I still have the same problem.

I also just installed new USB ports on the computer.

I have a 733 MHz PowerPC G4 with 640 mb sdram, running system 10.3.9.

Help please. I can't think of anything else to do.


----------



## riccbhard (Oct 29, 2005)

May sound dumb; but are you using a mousepad?

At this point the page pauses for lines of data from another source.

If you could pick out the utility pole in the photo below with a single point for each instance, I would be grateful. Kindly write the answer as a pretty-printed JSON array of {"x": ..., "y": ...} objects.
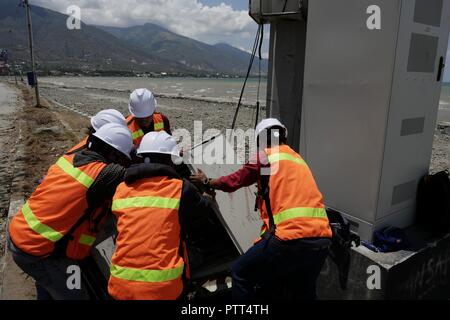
[{"x": 30, "y": 40}]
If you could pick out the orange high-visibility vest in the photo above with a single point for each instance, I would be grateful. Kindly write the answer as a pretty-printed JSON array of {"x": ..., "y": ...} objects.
[
  {"x": 146, "y": 264},
  {"x": 54, "y": 207},
  {"x": 297, "y": 204},
  {"x": 137, "y": 133},
  {"x": 82, "y": 144}
]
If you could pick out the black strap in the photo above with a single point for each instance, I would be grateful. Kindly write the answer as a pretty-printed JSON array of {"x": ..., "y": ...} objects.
[
  {"x": 95, "y": 200},
  {"x": 266, "y": 197},
  {"x": 61, "y": 245}
]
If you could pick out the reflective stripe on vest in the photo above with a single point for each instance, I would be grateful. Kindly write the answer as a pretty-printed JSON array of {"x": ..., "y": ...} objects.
[
  {"x": 273, "y": 158},
  {"x": 34, "y": 223},
  {"x": 146, "y": 275},
  {"x": 146, "y": 202},
  {"x": 137, "y": 134},
  {"x": 75, "y": 173},
  {"x": 87, "y": 240},
  {"x": 299, "y": 213},
  {"x": 158, "y": 122}
]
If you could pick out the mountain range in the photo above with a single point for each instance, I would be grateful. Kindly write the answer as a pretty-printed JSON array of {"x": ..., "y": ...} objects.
[{"x": 137, "y": 49}]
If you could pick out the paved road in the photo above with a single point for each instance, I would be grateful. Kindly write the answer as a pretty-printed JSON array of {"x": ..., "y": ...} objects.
[{"x": 8, "y": 101}]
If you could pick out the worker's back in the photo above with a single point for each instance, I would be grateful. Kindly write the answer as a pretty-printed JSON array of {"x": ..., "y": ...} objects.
[
  {"x": 147, "y": 263},
  {"x": 296, "y": 202}
]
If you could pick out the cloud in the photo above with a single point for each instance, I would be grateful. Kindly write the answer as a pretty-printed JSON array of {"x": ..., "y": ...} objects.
[{"x": 191, "y": 18}]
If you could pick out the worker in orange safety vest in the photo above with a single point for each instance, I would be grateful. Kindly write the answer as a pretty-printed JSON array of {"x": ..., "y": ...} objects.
[
  {"x": 150, "y": 261},
  {"x": 56, "y": 224},
  {"x": 296, "y": 233}
]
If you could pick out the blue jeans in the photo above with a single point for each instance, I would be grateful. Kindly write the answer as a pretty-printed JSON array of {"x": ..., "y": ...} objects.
[{"x": 275, "y": 270}]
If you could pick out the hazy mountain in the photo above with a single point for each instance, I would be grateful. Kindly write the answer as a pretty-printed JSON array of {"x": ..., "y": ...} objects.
[
  {"x": 160, "y": 42},
  {"x": 55, "y": 44},
  {"x": 149, "y": 48}
]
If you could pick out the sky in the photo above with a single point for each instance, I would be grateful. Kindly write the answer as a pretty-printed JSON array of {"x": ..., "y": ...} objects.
[{"x": 210, "y": 21}]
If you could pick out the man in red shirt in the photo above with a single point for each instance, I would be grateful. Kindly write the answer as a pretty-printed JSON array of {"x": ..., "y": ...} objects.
[{"x": 296, "y": 233}]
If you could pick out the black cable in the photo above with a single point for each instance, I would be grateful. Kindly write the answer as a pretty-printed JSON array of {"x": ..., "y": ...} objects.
[
  {"x": 255, "y": 46},
  {"x": 259, "y": 75}
]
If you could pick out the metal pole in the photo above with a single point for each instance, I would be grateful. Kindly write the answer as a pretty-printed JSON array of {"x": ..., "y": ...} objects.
[{"x": 30, "y": 40}]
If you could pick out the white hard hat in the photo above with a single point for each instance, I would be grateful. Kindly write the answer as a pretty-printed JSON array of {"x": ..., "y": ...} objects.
[
  {"x": 117, "y": 136},
  {"x": 268, "y": 123},
  {"x": 142, "y": 103},
  {"x": 107, "y": 116},
  {"x": 159, "y": 142}
]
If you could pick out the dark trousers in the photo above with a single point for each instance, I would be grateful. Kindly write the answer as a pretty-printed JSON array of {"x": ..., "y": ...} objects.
[{"x": 279, "y": 270}]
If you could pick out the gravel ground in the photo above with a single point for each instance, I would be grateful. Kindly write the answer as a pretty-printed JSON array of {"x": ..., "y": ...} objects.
[{"x": 8, "y": 96}]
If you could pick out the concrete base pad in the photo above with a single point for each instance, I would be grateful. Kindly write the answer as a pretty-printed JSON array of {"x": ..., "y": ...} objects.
[{"x": 422, "y": 272}]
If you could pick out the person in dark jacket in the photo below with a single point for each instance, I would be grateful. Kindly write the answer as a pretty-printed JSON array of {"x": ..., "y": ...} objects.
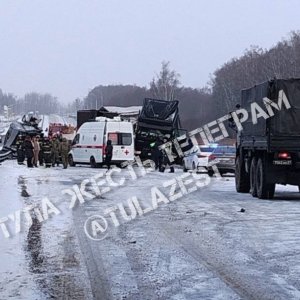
[
  {"x": 156, "y": 153},
  {"x": 55, "y": 151},
  {"x": 108, "y": 153},
  {"x": 28, "y": 147},
  {"x": 20, "y": 150},
  {"x": 64, "y": 151},
  {"x": 165, "y": 159},
  {"x": 47, "y": 152},
  {"x": 41, "y": 153}
]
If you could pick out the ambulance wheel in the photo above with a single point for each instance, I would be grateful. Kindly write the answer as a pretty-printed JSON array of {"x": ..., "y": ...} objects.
[
  {"x": 93, "y": 162},
  {"x": 71, "y": 161}
]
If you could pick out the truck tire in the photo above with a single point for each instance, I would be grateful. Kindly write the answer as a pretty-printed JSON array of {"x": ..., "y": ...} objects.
[
  {"x": 253, "y": 184},
  {"x": 264, "y": 190},
  {"x": 242, "y": 179}
]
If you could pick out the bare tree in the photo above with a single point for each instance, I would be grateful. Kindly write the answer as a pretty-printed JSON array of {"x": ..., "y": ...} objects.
[{"x": 166, "y": 84}]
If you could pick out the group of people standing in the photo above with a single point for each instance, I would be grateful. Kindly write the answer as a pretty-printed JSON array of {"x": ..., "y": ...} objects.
[
  {"x": 42, "y": 151},
  {"x": 159, "y": 156}
]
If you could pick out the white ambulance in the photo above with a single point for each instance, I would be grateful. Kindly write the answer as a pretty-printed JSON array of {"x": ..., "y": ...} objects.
[{"x": 89, "y": 144}]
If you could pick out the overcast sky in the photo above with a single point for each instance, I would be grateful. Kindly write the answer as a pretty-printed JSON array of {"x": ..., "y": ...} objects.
[{"x": 67, "y": 47}]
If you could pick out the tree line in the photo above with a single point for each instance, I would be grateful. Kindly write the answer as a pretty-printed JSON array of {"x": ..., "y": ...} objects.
[{"x": 197, "y": 105}]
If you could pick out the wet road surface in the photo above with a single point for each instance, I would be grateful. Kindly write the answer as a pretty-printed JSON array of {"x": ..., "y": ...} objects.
[{"x": 199, "y": 246}]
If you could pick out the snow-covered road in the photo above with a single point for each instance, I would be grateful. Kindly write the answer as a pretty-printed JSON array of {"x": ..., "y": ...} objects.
[{"x": 199, "y": 246}]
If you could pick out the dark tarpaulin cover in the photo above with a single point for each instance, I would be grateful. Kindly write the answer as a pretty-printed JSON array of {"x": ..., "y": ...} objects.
[
  {"x": 287, "y": 121},
  {"x": 159, "y": 109},
  {"x": 284, "y": 122}
]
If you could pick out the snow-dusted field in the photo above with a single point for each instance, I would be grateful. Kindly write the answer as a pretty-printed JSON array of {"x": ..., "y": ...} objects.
[{"x": 199, "y": 246}]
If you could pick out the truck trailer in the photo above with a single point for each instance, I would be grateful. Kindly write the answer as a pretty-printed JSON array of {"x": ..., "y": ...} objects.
[{"x": 268, "y": 150}]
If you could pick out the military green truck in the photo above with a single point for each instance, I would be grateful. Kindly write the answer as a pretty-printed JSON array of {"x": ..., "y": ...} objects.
[{"x": 268, "y": 146}]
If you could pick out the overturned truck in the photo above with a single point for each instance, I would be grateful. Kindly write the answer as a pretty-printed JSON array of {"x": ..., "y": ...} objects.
[
  {"x": 157, "y": 119},
  {"x": 17, "y": 129},
  {"x": 268, "y": 150}
]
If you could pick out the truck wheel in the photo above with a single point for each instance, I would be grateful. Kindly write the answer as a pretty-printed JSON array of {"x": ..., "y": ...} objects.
[
  {"x": 264, "y": 190},
  {"x": 93, "y": 162},
  {"x": 71, "y": 161},
  {"x": 242, "y": 180},
  {"x": 253, "y": 187}
]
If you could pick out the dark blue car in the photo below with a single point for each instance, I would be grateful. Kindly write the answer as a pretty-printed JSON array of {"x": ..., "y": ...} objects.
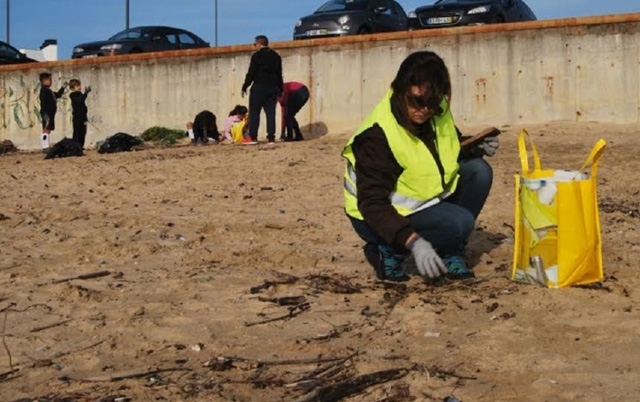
[
  {"x": 352, "y": 17},
  {"x": 450, "y": 13}
]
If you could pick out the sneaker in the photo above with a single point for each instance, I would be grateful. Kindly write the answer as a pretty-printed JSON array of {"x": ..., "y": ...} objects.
[
  {"x": 390, "y": 264},
  {"x": 456, "y": 267}
]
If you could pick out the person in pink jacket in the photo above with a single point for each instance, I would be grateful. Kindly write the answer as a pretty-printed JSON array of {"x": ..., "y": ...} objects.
[{"x": 294, "y": 96}]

Although optical mice work on most surfaces; sometimes certain surfaces will cause the pointer to 'jump' from one location to another all over the screen.


----------



## flacochala (Oct 29, 2005)

maybe you can try resetting  the power manager by pressing the key combination Control-Option-Shift-power.  I had that problem and tha solution worked for me!


----------



## Lt Major Burns (Oct 30, 2005)

my mouse pointer would do that.  no where near that bad, but somehow worse. it would jump around within a half inch radius.  i got a mosuemat and now it';s wonderfully smooth.


----------



## DSTK64 (Nov 13, 2005)

Alrighty. The mouse does the same thing whether I am using  a mousepad or not. I tried resetting the Power manager as suggested. One other thing . . . it doesn't seem to matter if I am in system 9 or 10. Same problem. Any other ideas? Could some other type of hardware be causing this?


----------



## sgould (Nov 13, 2005)

I had this problem with a Mighty Mouse on  dark screen printed (lots of dots like newsprint) mousemat.  I've changed to an old pad that has solid colours on it and the cursor has stopped jumping.

The old mat was OK with the Intellimouse, but the Mighty Mouse went haywire.


----------



## ivanoats (Dec 3, 2009)

Thank you sgould! This problem has been bugging me for months and it was only until I changed mousepads that I have now fixed it!


----------